- Date: 21 – 27 July
- Edition: 3rd
- Surface: Hard
- Location: Bloomfield Hills, Michigan, United States

Champions

Singles
- Mark Lajal

Doubles
- Hsu Yu-hsiou / Huang Tsung-hao
- ← 2024 · Cranbrook Tennis Classic · 2026 →

= 2025 Cranbrook Tennis Classic =

The 2025 Cranbrook Tennis Classic was a professional tennis tournament played on hardcourts. It was the third edition of the tournament which was part of the 2025 ATP Challenger Tour.
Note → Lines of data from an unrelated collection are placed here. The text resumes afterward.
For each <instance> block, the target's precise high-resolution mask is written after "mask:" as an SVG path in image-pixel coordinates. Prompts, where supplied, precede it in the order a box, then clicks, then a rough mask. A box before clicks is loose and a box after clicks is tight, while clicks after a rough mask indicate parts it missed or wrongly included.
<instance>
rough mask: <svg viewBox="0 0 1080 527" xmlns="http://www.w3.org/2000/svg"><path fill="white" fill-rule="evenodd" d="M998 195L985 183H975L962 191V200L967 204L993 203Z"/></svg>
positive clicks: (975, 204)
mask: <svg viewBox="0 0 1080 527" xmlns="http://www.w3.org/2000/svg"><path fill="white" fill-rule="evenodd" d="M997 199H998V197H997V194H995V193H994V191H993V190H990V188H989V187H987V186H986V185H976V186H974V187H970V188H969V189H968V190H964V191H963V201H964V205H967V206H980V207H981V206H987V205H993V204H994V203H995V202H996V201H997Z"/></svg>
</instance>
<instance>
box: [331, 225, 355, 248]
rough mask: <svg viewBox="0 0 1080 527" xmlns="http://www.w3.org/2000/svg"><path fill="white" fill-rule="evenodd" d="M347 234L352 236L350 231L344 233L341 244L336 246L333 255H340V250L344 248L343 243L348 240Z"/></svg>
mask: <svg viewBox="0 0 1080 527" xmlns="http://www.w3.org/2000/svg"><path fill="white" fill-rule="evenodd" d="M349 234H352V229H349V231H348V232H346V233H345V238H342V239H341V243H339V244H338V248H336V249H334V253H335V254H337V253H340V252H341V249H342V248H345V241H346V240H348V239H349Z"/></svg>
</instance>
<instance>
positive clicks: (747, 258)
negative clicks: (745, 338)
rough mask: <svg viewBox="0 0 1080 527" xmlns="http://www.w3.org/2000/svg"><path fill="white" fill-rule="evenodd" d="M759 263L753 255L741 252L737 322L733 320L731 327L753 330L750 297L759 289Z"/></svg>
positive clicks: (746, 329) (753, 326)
It took place in Bloomfield Hills, Michigan, United States between July 21 and July 27, 2025.

==Singles main-draw entrants==

===Seeds===

| Country | Player | Rank^{1} | Seed |
|---|---|---|---|
| USA | Nishesh Basavareddy | 111 | 1 |
| JPN | Shintaro Mochizuki | 125 | 2 |
| BEL | Alexander Blockx | 128 | 3 |
| USA | Christopher Eubanks | 130 | 4 |
| USA | Eliot Spizzirri | 132 | 5 |
| DEN | August Holmgren | 146 | 6 |
| AUS | Li Tu | 160 | 7 |
| LBN | Hady Habib | 172 | 8 |

- ^{1} Rankings are as of July 14, 2025.

===Other entrants===
The following players received wildcards into the singles main draw:
- USA Nicolas Ian Kotzen
- USA Andres Martin
- USA Michael Zheng

The following players received entry into the singles main draw through the Next Gen Accelerator programme:
- JPN Rei Sakamoto
- CHN Zhou Yi

The following player received entry into the singles main draw as an alternate:
- COL Nicolás Mejía

The following players received entry from the qualifying draw:
- GBR Arthur Fery
- TPE Huang Tsung-hao
- USA Garrett Johns
- USA Patrick Maloney
- USA Aidan Mayo
- TPE Wu Tung-lin

==Champions==

===Singles===

- EST Mark Lajal def. USA Andres Martin 6–7^{(7–9)}, 7–5, 7–6^{(11–9)}.

===Doubles===

- TPE Hsu Yu-hsiou / TPE Huang Tsung-hao def. USA Theodore Winegar / USA Michael Zheng 4–6, 6–3, [11–9].